I then walked straight into death with my beloved Nina because I had promised her I wouldn't let her die alone. This is sacred to me.
I journeyed with my first child, Emma, as she began her life away from home, in college. This is sacred to me.
I journeyed with my youngest daughter, Tess, through not knowing. This is sacred to me.
I heard from people whose lives were changed by my work. This is sacred to me.
I stopped listening to people who were offering me formulas for success, listening instead to my own voice. This is sacred to me.
I watched Emma march before a crowd of 60,000 people as a new member of the North Carolina State University Marching Band. This is sacred to me.
I bore witness to a friend in great need, at a moment when his life changed forever.
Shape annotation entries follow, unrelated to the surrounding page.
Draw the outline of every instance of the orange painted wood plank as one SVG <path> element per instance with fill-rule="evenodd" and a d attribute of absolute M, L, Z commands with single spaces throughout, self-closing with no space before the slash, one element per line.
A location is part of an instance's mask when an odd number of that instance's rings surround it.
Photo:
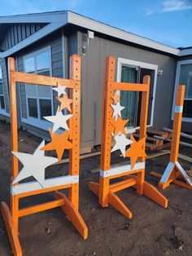
<path fill-rule="evenodd" d="M 34 206 L 29 206 L 19 210 L 19 217 L 24 217 L 26 215 L 33 214 L 41 211 L 53 209 L 55 207 L 62 206 L 65 203 L 64 199 L 58 199 L 47 203 L 37 205 Z"/>
<path fill-rule="evenodd" d="M 61 209 L 66 214 L 67 218 L 72 223 L 73 226 L 78 231 L 80 235 L 84 238 L 88 237 L 88 228 L 85 223 L 82 217 L 76 210 L 76 206 L 71 202 L 71 201 L 63 193 L 59 192 L 55 192 L 55 197 L 57 199 L 63 199 L 65 204 L 61 206 Z"/>
<path fill-rule="evenodd" d="M 127 208 L 122 201 L 111 192 L 109 192 L 109 204 L 128 218 L 131 218 L 133 217 L 132 212 Z"/>
<path fill-rule="evenodd" d="M 9 241 L 15 256 L 22 256 L 20 243 L 18 238 L 18 232 L 15 228 L 9 207 L 5 202 L 1 203 L 2 217 L 6 224 Z"/>
<path fill-rule="evenodd" d="M 118 191 L 125 189 L 129 187 L 133 187 L 136 184 L 137 184 L 137 177 L 135 176 L 135 178 L 131 178 L 129 179 L 120 181 L 118 183 L 110 185 L 109 190 L 110 192 L 115 193 Z"/>
<path fill-rule="evenodd" d="M 67 88 L 79 89 L 80 87 L 80 82 L 75 80 L 30 74 L 16 71 L 11 71 L 11 76 L 13 82 L 37 84 L 51 87 L 57 86 L 59 82 L 61 86 L 66 86 Z"/>

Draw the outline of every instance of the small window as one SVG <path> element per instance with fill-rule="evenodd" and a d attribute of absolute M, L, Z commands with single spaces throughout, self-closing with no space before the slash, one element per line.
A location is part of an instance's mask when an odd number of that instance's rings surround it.
<path fill-rule="evenodd" d="M 31 117 L 38 117 L 37 112 L 37 99 L 28 99 L 28 116 Z"/>
<path fill-rule="evenodd" d="M 3 90 L 3 83 L 2 83 L 2 66 L 0 66 L 0 110 L 5 110 L 5 96 L 4 96 L 4 90 Z"/>
<path fill-rule="evenodd" d="M 37 54 L 37 73 L 50 72 L 50 52 L 42 51 Z"/>
<path fill-rule="evenodd" d="M 35 59 L 33 56 L 24 59 L 24 72 L 35 73 Z"/>
<path fill-rule="evenodd" d="M 24 72 L 50 76 L 50 49 L 30 55 L 24 59 Z M 26 84 L 28 116 L 44 120 L 43 117 L 52 114 L 52 91 L 50 86 Z M 44 120 L 45 121 L 45 120 Z"/>
<path fill-rule="evenodd" d="M 39 99 L 40 104 L 40 115 L 41 119 L 43 119 L 43 117 L 51 116 L 51 100 L 50 99 Z"/>

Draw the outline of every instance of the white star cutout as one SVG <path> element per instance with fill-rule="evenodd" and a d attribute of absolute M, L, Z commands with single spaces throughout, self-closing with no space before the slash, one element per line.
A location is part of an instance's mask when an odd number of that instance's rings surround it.
<path fill-rule="evenodd" d="M 66 89 L 66 86 L 61 86 L 59 82 L 58 82 L 57 87 L 53 87 L 53 90 L 57 91 L 59 97 L 60 97 L 61 95 L 66 95 L 65 89 Z"/>
<path fill-rule="evenodd" d="M 118 102 L 116 105 L 111 104 L 113 108 L 113 115 L 115 117 L 115 120 L 117 121 L 118 116 L 121 117 L 121 110 L 124 108 L 124 107 L 120 106 L 120 103 Z"/>
<path fill-rule="evenodd" d="M 120 149 L 124 157 L 125 157 L 125 147 L 133 143 L 133 141 L 127 139 L 126 136 L 121 133 L 120 135 L 117 135 L 114 139 L 116 140 L 116 144 L 114 145 L 113 148 L 111 149 L 111 152 Z"/>
<path fill-rule="evenodd" d="M 58 107 L 57 113 L 55 116 L 43 117 L 43 118 L 54 123 L 52 133 L 56 131 L 59 128 L 62 127 L 65 130 L 69 130 L 67 124 L 67 121 L 72 117 L 72 115 L 63 115 L 61 111 L 59 111 L 59 107 Z"/>
<path fill-rule="evenodd" d="M 43 184 L 45 181 L 45 169 L 57 162 L 58 159 L 55 157 L 46 157 L 45 151 L 40 150 L 43 146 L 45 146 L 45 140 L 39 144 L 33 154 L 12 152 L 24 166 L 23 169 L 14 179 L 12 184 L 15 184 L 25 178 L 33 176 L 41 187 L 45 188 Z"/>

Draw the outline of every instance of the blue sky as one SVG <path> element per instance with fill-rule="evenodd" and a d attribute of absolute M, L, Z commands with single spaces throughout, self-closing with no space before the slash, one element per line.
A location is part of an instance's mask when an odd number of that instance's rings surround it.
<path fill-rule="evenodd" d="M 0 15 L 71 10 L 172 46 L 192 46 L 192 0 L 0 0 Z"/>

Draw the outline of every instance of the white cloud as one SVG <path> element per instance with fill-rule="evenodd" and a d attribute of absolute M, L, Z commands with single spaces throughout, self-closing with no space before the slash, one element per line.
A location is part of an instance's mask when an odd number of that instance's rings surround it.
<path fill-rule="evenodd" d="M 163 2 L 163 12 L 185 11 L 192 9 L 192 5 L 185 0 L 166 0 Z"/>
<path fill-rule="evenodd" d="M 146 15 L 149 16 L 155 12 L 171 12 L 185 10 L 192 10 L 192 4 L 190 4 L 188 0 L 165 0 L 163 2 L 161 7 L 149 10 Z"/>
<path fill-rule="evenodd" d="M 155 10 L 150 10 L 146 12 L 146 15 L 149 16 L 149 15 L 151 15 L 151 14 L 153 14 L 155 11 Z"/>

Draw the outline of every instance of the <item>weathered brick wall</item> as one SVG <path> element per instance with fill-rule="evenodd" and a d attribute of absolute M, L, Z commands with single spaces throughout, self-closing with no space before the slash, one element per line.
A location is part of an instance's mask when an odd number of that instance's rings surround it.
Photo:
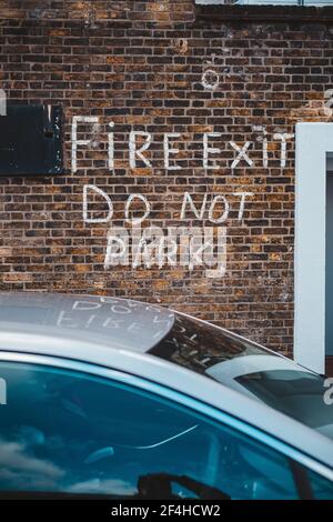
<path fill-rule="evenodd" d="M 98 292 L 171 304 L 250 338 L 290 351 L 293 334 L 294 165 L 285 165 L 276 133 L 297 120 L 329 121 L 324 93 L 332 79 L 332 31 L 316 22 L 194 21 L 191 1 L 0 1 L 0 80 L 11 102 L 60 103 L 65 113 L 61 177 L 0 179 L 1 290 Z M 213 70 L 214 72 L 208 72 Z M 84 124 L 78 171 L 71 171 L 74 116 Z M 114 170 L 109 171 L 108 123 L 114 122 Z M 109 130 L 108 130 L 109 129 Z M 129 167 L 129 133 L 153 137 L 152 168 Z M 163 135 L 178 132 L 178 154 L 167 170 Z M 216 169 L 203 168 L 203 133 L 219 132 Z M 265 133 L 264 133 L 265 132 Z M 268 165 L 263 143 L 268 140 Z M 246 141 L 250 167 L 242 159 Z M 84 184 L 101 188 L 124 220 L 131 193 L 151 203 L 153 224 L 210 224 L 182 197 L 200 205 L 221 194 L 230 214 L 226 274 L 202 269 L 103 267 L 110 224 L 82 219 Z M 251 192 L 244 217 L 235 192 Z"/>

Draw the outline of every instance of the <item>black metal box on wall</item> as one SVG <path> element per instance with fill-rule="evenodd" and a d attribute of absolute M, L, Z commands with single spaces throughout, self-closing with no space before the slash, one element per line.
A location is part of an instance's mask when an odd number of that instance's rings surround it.
<path fill-rule="evenodd" d="M 0 117 L 0 175 L 61 173 L 62 108 L 9 104 Z"/>

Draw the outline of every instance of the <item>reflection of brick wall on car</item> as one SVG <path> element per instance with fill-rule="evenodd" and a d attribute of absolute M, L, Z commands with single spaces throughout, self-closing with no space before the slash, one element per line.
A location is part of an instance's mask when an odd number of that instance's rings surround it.
<path fill-rule="evenodd" d="M 98 292 L 145 299 L 218 322 L 262 343 L 291 351 L 293 334 L 293 140 L 281 168 L 281 141 L 299 120 L 330 119 L 330 24 L 246 22 L 196 17 L 192 1 L 1 2 L 2 88 L 16 102 L 60 103 L 65 113 L 68 173 L 0 179 L 1 290 Z M 208 74 L 213 88 L 204 87 Z M 216 84 L 215 84 L 215 83 Z M 71 173 L 71 120 L 91 147 L 78 151 Z M 114 122 L 115 170 L 107 168 L 108 122 Z M 152 169 L 129 167 L 131 130 L 151 133 Z M 263 133 L 265 132 L 265 134 Z M 163 135 L 180 133 L 181 170 L 167 171 Z M 219 132 L 215 170 L 202 167 L 202 135 Z M 263 140 L 269 164 L 263 164 Z M 249 141 L 254 165 L 230 142 Z M 213 147 L 213 144 L 212 144 Z M 174 158 L 173 158 L 174 159 Z M 123 223 L 129 194 L 149 198 L 151 222 L 180 222 L 185 191 L 200 205 L 205 193 L 231 204 L 228 272 L 206 279 L 181 267 L 104 270 L 110 224 L 84 224 L 84 184 L 112 198 Z M 238 222 L 235 192 L 252 192 Z M 192 215 L 192 217 L 191 217 Z M 204 224 L 208 224 L 204 222 Z"/>

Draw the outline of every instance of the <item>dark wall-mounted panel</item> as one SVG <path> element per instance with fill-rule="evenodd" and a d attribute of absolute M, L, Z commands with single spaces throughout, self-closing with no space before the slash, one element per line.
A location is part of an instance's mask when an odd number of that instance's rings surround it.
<path fill-rule="evenodd" d="M 61 107 L 9 104 L 0 117 L 0 175 L 61 173 Z"/>

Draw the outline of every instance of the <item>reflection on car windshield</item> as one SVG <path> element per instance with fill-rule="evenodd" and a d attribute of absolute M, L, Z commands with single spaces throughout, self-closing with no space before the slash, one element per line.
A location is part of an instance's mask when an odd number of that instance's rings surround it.
<path fill-rule="evenodd" d="M 150 353 L 251 394 L 333 439 L 324 379 L 251 341 L 176 314 L 173 329 Z"/>
<path fill-rule="evenodd" d="M 0 496 L 297 498 L 284 455 L 181 404 L 80 372 L 0 370 Z"/>

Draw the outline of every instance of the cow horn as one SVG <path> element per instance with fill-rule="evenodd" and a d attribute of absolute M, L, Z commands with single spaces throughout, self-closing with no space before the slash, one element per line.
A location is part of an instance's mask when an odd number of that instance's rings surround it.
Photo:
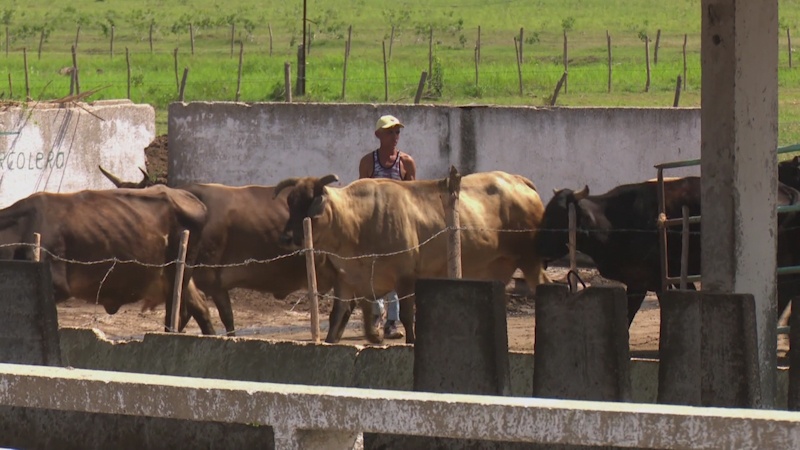
<path fill-rule="evenodd" d="M 334 174 L 330 174 L 320 178 L 318 183 L 320 186 L 327 186 L 335 181 L 339 181 L 339 177 Z"/>
<path fill-rule="evenodd" d="M 120 180 L 119 177 L 112 175 L 106 169 L 103 169 L 103 166 L 97 166 L 97 168 L 100 169 L 100 172 L 105 175 L 106 178 L 108 178 L 108 181 L 114 183 L 114 186 L 120 187 L 124 183 L 124 181 Z"/>
<path fill-rule="evenodd" d="M 272 198 L 278 198 L 278 194 L 280 194 L 284 188 L 292 187 L 296 185 L 298 181 L 300 181 L 300 178 L 287 178 L 281 181 L 275 186 L 275 193 L 272 194 Z"/>
<path fill-rule="evenodd" d="M 575 196 L 575 201 L 583 200 L 589 196 L 589 186 L 584 185 L 583 189 L 573 194 Z"/>

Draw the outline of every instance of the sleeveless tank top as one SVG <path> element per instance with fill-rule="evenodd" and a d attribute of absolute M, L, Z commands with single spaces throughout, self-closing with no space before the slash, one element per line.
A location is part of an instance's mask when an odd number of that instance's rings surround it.
<path fill-rule="evenodd" d="M 383 167 L 378 159 L 378 151 L 372 152 L 372 178 L 390 178 L 392 180 L 402 180 L 400 174 L 400 152 L 397 152 L 397 158 L 394 164 L 389 167 Z"/>

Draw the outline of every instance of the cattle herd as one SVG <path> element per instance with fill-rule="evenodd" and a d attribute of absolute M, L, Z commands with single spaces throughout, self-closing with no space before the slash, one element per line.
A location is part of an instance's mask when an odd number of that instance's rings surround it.
<path fill-rule="evenodd" d="M 55 300 L 70 297 L 101 304 L 109 314 L 144 301 L 166 304 L 170 329 L 180 236 L 190 232 L 180 329 L 190 318 L 214 334 L 204 297 L 216 305 L 228 334 L 236 327 L 228 291 L 253 289 L 285 298 L 307 286 L 303 221 L 314 230 L 318 290 L 333 290 L 326 342 L 338 342 L 356 306 L 364 333 L 382 341 L 375 327 L 376 298 L 395 290 L 406 342 L 413 343 L 414 284 L 447 274 L 447 180 L 397 182 L 362 179 L 330 186 L 335 175 L 289 178 L 277 186 L 189 184 L 177 188 L 118 179 L 118 189 L 69 194 L 35 193 L 0 210 L 0 258 L 31 259 L 34 233 L 50 264 Z M 778 203 L 800 202 L 800 160 L 779 164 Z M 568 208 L 575 206 L 577 250 L 600 275 L 622 282 L 633 321 L 647 291 L 661 291 L 657 183 L 619 186 L 602 195 L 563 189 L 545 207 L 533 183 L 519 175 L 485 172 L 464 176 L 459 194 L 462 270 L 465 278 L 507 282 L 522 270 L 530 286 L 549 282 L 548 262 L 568 252 Z M 700 179 L 664 184 L 668 217 L 683 206 L 700 214 Z M 778 264 L 800 264 L 800 215 L 778 218 Z M 699 273 L 699 225 L 691 234 L 689 271 Z M 671 275 L 679 273 L 679 235 L 668 237 Z M 778 283 L 779 311 L 800 293 L 800 276 Z M 180 330 L 175 330 L 180 331 Z"/>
This is sacred to me.
I met people whose hearts are imprinted on my heart. This is sacred to me.
Two new books of mine were published. This is sacred to me.
Those books contained art from readers from around the globe. This is sacred to me.
I read from my books to people all across the U.S. This is sacred to me.
I did good work in the world with my business partner, David Robinson, as we worked with K-12 teachers across the U.S. This is sacred to me.
I waited for health news and test results and worried. This is sacred to me.
I grew older with John Ptak by my side. And we laughed a lot. This is sacred to me.
I fell in love with my children every day. This is sacred to me.
There is so much more. It is all sacred. All the joy, and all the pain. All the love, and all the fear. All the happy and all the weeping. Sacred to the bone.
To the bone.
In 2011, I want to live into spaciousness. Spacious. Space. Emptiness, open spaces, calendar pages without the word Delta Airlines on them, white empty rooms, ocean breezes space. I want to breathe.